Today, movies, like other traditional media, face the digital challenge of the Internet. And Saffo is betting that after a period of adjustment and experimentation, they will make another life-prolonging adaptation.
"Technologies want to survive, and they reinvent themselves to go on," he said.
The survivors also build on their own technical foundations as well as the human legacy of people skilled in the use of a technology and the business culture and habits that surround it.
And a change in the economic environment can sometimes lead to the renaissance of an older technology. Railroads, for example, have enjoyed a revival of investment recently as rising fuel costs and road congestion have prompted shippers to move from trucks to trains; some travelers, too, have opted for railways, along routes like the Boston-New York-Washington corridor.
The weight of legacy is underestimated, according to John Staudenmaier, editor of the journal Technology and Culture, because innovation is so often portrayed as a bold break with the past. A few stories of technological achievement fit that mold, like the Manhattan Project, but they are rare indeed.
The mainframe is the classic survivor technology, and it owes its longevity to sound business decisions. IBM overhauled the insides of the mainframe, using low-cost microprocessors as the computing engine. The company invested and updated the mainframe software, so that banks, corporations and government agencies could still rely on the mainframe as the rock-solid reliable and secure computer for vital transactions and data, while allowing it to take on new chores like running Web-based programs.
"The mainframe survived its near-death experience and continues to thrive because customers didn't care about the underlying technology," said Irving Wladawsky-Berger, who led the technical transformation of the mainframe in the early 1990s and is a visiting professor at the Massachusetts Institute of Technology.

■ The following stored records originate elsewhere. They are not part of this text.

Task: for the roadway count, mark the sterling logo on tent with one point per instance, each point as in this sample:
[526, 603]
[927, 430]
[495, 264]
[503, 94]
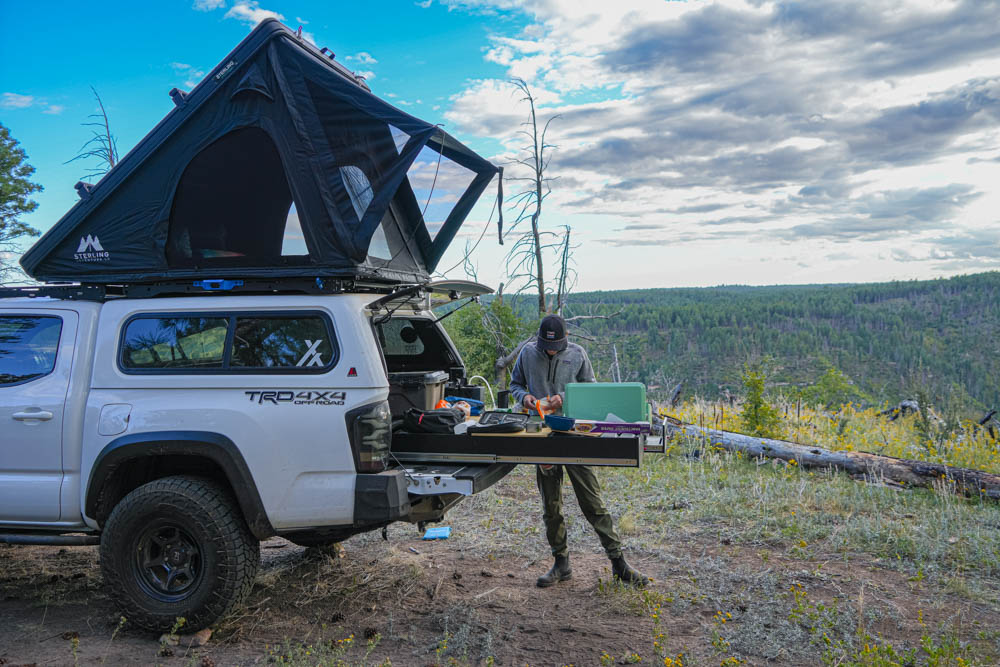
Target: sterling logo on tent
[90, 250]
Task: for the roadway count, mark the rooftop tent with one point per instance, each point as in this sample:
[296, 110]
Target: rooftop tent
[278, 164]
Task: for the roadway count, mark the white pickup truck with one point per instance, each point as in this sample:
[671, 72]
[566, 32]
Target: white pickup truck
[179, 431]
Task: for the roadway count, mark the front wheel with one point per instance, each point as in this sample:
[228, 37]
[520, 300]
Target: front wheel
[178, 547]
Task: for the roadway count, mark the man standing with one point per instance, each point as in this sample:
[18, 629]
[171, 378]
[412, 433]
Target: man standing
[542, 370]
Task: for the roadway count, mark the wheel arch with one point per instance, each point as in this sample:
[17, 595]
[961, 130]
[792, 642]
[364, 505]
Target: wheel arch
[129, 461]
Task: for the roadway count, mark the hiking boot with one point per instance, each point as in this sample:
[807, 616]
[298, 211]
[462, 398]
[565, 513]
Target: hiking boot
[560, 572]
[624, 573]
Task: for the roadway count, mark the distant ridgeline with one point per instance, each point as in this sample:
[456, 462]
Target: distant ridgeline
[890, 339]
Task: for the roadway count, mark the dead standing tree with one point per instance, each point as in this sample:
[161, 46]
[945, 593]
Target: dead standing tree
[102, 145]
[526, 254]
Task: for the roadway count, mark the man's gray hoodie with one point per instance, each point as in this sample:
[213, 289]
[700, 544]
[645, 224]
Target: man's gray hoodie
[540, 375]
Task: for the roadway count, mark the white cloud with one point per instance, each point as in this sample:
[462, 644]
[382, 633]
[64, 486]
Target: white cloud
[192, 75]
[16, 101]
[748, 124]
[250, 12]
[363, 58]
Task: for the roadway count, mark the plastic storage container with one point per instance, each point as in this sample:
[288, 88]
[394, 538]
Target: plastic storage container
[420, 389]
[596, 400]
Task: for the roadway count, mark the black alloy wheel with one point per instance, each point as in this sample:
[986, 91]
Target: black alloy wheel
[178, 547]
[167, 562]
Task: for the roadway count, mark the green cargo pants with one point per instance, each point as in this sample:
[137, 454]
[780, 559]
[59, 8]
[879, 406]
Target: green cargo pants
[588, 494]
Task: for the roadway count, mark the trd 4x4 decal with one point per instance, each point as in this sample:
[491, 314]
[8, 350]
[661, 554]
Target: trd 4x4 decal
[295, 397]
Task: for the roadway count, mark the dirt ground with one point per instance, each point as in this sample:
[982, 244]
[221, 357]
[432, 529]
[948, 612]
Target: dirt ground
[467, 601]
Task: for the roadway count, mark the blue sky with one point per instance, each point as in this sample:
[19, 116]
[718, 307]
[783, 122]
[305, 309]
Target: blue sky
[699, 142]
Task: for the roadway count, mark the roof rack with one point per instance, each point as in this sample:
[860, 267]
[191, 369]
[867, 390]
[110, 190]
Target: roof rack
[211, 286]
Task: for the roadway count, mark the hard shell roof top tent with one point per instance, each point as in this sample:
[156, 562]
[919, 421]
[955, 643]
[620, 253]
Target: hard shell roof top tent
[279, 164]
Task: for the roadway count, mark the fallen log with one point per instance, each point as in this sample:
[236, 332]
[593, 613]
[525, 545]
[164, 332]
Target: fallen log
[873, 467]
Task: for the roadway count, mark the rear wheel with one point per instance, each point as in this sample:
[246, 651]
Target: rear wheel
[178, 547]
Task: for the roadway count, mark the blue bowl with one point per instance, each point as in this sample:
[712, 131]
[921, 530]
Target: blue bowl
[559, 423]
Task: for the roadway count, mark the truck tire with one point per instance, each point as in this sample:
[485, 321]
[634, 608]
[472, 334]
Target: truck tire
[178, 547]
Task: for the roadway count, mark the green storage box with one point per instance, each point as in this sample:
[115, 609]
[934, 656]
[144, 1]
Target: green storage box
[594, 400]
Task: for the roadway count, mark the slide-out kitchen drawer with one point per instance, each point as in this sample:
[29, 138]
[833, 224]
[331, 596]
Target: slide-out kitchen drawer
[546, 447]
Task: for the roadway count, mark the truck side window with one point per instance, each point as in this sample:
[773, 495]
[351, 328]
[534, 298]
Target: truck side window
[175, 342]
[291, 341]
[28, 345]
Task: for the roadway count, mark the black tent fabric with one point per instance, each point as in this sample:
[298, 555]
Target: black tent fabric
[278, 164]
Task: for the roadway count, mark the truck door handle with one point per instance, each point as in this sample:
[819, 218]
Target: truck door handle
[38, 415]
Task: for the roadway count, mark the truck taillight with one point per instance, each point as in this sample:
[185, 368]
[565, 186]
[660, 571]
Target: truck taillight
[370, 430]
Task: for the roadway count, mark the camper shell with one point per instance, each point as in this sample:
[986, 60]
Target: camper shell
[280, 164]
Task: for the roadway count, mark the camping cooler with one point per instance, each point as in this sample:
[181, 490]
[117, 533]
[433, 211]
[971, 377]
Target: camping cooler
[596, 400]
[419, 389]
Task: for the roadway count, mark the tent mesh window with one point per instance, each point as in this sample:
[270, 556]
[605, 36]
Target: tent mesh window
[232, 206]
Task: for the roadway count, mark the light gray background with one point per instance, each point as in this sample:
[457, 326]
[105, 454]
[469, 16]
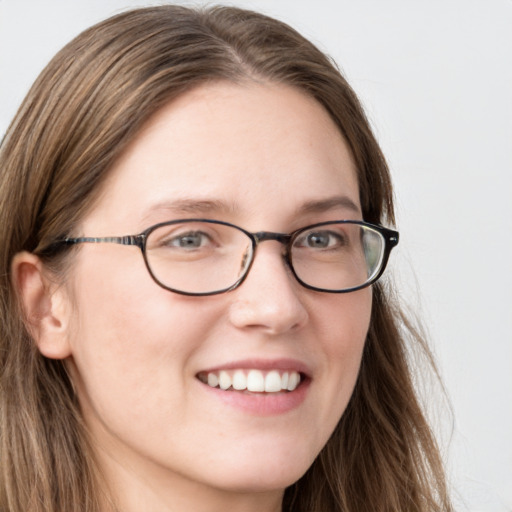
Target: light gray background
[436, 80]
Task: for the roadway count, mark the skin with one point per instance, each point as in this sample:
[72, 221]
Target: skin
[164, 441]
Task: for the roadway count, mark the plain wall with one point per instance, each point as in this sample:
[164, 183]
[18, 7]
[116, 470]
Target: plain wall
[436, 80]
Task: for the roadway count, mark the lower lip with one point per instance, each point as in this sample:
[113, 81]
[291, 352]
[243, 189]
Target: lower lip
[262, 404]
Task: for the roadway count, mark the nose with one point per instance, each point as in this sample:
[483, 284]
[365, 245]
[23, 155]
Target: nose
[270, 297]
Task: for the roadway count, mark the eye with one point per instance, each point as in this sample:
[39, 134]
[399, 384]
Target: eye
[188, 240]
[324, 239]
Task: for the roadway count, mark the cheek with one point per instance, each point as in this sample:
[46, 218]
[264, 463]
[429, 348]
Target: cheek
[343, 333]
[131, 340]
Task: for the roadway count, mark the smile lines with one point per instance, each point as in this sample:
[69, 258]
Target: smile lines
[255, 381]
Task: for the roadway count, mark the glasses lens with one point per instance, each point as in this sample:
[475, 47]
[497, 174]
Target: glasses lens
[338, 256]
[198, 257]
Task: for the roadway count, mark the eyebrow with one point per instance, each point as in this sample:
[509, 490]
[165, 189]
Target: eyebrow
[331, 203]
[214, 206]
[192, 206]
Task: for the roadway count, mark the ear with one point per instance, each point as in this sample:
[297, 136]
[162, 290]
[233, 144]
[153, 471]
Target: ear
[46, 306]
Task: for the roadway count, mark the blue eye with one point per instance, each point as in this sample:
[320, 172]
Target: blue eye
[320, 240]
[190, 240]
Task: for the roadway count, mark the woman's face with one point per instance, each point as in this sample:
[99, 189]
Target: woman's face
[264, 157]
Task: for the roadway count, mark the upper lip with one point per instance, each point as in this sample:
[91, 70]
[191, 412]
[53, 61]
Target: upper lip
[283, 364]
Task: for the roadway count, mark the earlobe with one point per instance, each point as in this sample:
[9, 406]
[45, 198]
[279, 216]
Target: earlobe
[45, 306]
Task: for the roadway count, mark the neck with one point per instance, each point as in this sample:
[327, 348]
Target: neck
[160, 490]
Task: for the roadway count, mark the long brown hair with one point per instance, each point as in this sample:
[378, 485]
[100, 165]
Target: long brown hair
[83, 110]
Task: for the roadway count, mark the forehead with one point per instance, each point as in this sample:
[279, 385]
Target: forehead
[241, 147]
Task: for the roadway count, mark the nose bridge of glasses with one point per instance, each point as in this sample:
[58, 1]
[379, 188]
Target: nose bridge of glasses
[263, 236]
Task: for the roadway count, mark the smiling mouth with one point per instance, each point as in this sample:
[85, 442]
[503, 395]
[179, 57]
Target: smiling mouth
[254, 381]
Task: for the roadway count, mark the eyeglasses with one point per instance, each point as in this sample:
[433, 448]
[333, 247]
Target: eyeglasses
[207, 257]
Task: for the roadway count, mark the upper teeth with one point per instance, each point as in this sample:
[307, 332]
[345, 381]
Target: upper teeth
[254, 380]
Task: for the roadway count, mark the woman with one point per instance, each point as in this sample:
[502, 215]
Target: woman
[160, 351]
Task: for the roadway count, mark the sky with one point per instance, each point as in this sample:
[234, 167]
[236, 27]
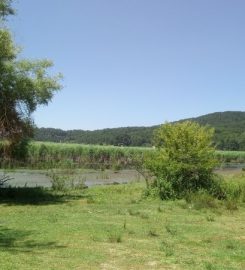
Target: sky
[135, 62]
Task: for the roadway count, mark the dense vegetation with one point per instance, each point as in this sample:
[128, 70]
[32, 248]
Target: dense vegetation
[229, 133]
[184, 160]
[48, 155]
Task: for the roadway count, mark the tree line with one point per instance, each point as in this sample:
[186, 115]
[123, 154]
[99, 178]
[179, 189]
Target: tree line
[229, 133]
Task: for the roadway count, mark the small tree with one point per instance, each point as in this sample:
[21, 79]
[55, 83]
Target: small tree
[184, 159]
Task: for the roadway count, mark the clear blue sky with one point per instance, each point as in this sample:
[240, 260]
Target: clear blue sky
[136, 62]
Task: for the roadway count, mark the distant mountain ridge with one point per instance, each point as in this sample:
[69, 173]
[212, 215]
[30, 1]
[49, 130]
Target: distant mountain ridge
[229, 132]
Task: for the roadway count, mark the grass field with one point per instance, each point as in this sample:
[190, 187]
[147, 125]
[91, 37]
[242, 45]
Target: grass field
[115, 227]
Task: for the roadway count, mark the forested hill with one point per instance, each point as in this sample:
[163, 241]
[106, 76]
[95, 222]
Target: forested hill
[229, 133]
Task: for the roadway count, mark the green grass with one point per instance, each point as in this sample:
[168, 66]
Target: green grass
[115, 227]
[44, 155]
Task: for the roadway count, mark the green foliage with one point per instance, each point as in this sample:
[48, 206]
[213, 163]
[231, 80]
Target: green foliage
[229, 133]
[184, 159]
[24, 85]
[6, 8]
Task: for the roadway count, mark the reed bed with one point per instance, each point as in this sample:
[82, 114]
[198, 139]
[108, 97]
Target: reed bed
[67, 155]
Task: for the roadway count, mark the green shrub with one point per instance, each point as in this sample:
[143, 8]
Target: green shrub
[184, 159]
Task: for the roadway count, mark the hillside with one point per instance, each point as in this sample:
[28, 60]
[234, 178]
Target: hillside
[229, 132]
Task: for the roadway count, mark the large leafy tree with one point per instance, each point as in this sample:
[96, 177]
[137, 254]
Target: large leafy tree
[24, 85]
[184, 159]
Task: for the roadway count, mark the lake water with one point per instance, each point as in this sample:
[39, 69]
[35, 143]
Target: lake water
[34, 178]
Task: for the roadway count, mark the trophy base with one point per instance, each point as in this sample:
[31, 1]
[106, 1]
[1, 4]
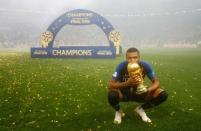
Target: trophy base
[141, 89]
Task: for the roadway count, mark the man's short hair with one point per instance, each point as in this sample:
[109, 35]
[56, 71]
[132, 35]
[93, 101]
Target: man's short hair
[130, 50]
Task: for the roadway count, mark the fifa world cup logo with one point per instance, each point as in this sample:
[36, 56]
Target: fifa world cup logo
[134, 70]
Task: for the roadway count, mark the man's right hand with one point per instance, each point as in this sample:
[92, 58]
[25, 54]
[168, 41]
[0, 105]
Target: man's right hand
[130, 82]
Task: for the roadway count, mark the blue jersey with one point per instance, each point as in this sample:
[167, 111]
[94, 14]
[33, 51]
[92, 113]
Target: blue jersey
[121, 73]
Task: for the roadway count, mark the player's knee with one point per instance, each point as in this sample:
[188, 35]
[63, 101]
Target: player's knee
[113, 97]
[163, 96]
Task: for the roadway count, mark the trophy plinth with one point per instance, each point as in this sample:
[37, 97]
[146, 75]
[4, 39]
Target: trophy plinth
[134, 70]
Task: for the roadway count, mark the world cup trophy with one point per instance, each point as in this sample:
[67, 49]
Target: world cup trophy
[134, 70]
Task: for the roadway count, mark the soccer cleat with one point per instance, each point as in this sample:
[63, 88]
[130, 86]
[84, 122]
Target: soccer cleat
[139, 110]
[118, 117]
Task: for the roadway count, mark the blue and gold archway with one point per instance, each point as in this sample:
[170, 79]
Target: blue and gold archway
[78, 17]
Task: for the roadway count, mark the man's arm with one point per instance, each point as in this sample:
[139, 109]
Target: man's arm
[117, 85]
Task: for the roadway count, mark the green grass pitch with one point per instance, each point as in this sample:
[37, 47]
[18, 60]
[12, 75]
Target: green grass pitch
[71, 94]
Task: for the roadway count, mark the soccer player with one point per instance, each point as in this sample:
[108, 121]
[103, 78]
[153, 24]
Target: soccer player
[122, 88]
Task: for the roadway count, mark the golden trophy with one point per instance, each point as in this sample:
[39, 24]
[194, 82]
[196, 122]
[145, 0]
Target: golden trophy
[134, 70]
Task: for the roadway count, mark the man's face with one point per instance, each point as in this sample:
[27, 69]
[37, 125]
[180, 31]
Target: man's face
[132, 57]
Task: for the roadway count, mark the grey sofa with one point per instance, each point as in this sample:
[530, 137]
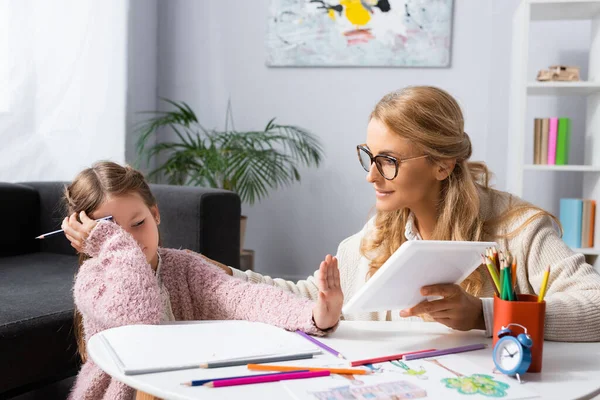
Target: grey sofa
[37, 345]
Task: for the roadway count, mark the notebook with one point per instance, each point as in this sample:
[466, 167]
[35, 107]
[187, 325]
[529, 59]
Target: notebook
[140, 349]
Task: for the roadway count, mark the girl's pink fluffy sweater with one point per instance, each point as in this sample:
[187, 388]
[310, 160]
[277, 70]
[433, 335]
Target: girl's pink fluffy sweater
[118, 287]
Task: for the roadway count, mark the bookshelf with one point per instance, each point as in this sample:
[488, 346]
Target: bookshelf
[523, 85]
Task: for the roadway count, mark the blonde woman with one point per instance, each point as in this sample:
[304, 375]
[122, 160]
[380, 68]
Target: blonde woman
[417, 158]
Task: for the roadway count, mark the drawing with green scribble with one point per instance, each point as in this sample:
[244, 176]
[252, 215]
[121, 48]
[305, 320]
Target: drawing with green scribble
[473, 384]
[419, 374]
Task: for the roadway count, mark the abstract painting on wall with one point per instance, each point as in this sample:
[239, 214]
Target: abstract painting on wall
[402, 33]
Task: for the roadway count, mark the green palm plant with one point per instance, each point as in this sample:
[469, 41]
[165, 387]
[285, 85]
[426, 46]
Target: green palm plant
[249, 163]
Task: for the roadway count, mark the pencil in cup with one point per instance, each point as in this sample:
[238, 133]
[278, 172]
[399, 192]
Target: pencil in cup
[321, 345]
[264, 379]
[287, 368]
[201, 382]
[45, 235]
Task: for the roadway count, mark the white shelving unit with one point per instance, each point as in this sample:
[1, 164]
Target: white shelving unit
[522, 86]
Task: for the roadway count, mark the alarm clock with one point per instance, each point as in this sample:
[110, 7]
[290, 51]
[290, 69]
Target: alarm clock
[512, 355]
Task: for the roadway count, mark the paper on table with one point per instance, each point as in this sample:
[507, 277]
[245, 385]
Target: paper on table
[139, 349]
[448, 377]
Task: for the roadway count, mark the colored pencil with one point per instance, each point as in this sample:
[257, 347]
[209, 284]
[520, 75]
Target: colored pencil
[544, 286]
[255, 360]
[201, 382]
[263, 379]
[45, 235]
[320, 344]
[452, 350]
[386, 358]
[493, 275]
[283, 368]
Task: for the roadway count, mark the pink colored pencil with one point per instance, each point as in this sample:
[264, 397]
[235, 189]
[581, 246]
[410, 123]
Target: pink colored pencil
[552, 131]
[249, 380]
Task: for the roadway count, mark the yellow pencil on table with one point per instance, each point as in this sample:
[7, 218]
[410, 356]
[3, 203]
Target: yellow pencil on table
[288, 368]
[544, 285]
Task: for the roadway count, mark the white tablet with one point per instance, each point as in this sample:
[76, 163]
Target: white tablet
[417, 263]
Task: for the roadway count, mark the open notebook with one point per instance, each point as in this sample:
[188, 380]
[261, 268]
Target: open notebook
[140, 349]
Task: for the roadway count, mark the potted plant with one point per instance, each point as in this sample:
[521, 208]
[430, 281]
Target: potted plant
[249, 163]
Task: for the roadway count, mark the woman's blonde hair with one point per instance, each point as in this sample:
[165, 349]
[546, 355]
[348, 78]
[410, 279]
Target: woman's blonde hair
[433, 122]
[87, 192]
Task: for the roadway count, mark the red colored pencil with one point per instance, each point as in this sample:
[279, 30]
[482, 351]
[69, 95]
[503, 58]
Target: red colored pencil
[386, 358]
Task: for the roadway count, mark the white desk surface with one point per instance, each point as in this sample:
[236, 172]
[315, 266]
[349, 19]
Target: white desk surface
[570, 370]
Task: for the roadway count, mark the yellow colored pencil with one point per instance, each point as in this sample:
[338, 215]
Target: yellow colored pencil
[493, 274]
[286, 368]
[544, 285]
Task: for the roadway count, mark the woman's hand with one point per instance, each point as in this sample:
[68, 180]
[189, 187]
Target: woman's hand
[328, 309]
[77, 232]
[458, 309]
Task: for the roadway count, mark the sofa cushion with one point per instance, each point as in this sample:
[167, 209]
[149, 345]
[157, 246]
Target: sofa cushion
[36, 318]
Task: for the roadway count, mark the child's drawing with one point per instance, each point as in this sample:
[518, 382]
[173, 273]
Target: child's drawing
[473, 384]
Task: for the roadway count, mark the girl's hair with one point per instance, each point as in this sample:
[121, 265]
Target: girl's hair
[90, 188]
[432, 121]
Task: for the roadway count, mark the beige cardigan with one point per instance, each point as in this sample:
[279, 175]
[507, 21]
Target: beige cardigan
[572, 298]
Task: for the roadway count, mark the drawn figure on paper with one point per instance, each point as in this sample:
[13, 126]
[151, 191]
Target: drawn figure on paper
[399, 390]
[419, 374]
[474, 384]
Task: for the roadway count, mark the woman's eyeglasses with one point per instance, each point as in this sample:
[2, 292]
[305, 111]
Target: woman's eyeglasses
[386, 165]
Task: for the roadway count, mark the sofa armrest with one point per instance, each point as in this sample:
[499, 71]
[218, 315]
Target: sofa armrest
[200, 219]
[19, 219]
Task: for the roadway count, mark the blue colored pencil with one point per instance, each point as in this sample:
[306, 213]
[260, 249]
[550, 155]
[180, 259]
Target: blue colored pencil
[201, 382]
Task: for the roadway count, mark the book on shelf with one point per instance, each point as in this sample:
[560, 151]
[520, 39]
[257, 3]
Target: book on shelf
[577, 217]
[552, 140]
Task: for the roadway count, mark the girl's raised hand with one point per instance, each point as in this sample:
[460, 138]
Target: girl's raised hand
[328, 309]
[77, 232]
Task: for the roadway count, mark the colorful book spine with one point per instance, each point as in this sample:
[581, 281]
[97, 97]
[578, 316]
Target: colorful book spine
[537, 140]
[571, 211]
[563, 141]
[544, 148]
[552, 132]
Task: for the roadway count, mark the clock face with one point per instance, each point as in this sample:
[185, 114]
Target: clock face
[508, 354]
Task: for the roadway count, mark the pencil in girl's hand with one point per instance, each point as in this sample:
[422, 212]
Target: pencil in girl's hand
[320, 344]
[45, 235]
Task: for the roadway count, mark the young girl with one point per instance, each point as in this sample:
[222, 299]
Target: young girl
[417, 160]
[126, 278]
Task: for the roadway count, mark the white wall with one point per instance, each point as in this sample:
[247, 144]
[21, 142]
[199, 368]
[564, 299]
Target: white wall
[214, 49]
[68, 86]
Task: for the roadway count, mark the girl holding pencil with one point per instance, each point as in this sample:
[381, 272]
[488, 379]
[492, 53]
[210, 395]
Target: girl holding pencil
[417, 158]
[126, 278]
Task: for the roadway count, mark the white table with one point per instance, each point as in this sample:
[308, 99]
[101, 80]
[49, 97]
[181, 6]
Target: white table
[570, 370]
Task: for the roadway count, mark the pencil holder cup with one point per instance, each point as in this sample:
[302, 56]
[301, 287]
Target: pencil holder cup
[525, 311]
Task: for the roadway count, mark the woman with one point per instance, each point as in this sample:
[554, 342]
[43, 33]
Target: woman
[417, 158]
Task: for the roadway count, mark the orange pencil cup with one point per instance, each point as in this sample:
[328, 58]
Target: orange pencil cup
[527, 312]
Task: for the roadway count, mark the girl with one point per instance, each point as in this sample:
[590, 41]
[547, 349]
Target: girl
[417, 158]
[126, 278]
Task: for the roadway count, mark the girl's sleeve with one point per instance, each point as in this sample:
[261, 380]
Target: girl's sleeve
[219, 296]
[117, 285]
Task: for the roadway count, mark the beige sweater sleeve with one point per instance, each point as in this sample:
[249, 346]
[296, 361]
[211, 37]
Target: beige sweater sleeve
[573, 294]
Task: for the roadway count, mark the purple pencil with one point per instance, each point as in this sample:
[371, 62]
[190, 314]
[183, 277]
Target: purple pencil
[443, 352]
[321, 345]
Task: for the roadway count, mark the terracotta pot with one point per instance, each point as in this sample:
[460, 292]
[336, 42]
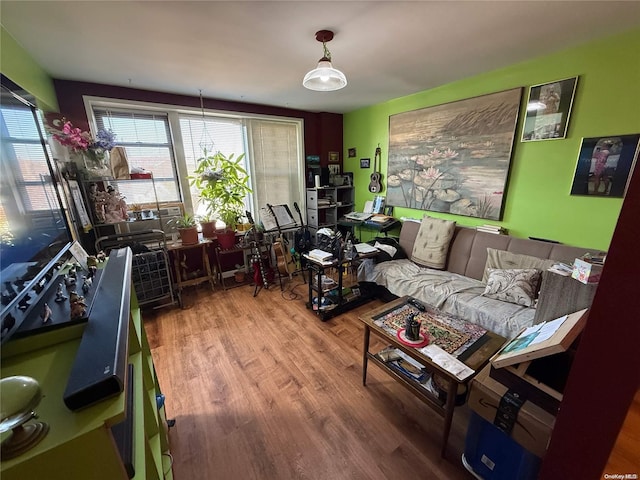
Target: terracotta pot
[226, 238]
[189, 236]
[208, 229]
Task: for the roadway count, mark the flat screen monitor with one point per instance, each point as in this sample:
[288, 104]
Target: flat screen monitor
[33, 226]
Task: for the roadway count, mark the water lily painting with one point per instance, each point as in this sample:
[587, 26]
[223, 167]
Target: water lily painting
[454, 158]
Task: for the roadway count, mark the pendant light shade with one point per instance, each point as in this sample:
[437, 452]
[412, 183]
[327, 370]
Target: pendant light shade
[324, 78]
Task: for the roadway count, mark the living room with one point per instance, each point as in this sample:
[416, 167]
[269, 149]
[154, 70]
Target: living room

"Customers just wanted the mainframe to do its job at a lower cost, and IBM made the investments to make that happen," he said.
IBM's most recent model, the z10, represents an investment of US$1.5 billion and the work of 5,000 technical professionals. To nurture its ecosystem, the company partners with 400 universities worldwide in programs to teach mainframe skills.
The mainframe doomsayer, Alsop, is now a venture capitalist. In retrospect, he says, his 1991 prediction was wrong only in the timing. IBM has so drastically reinvented the mainframe technology and its business model that the mainframes he wrote about are long gone.
"It is a different world," Alsop said.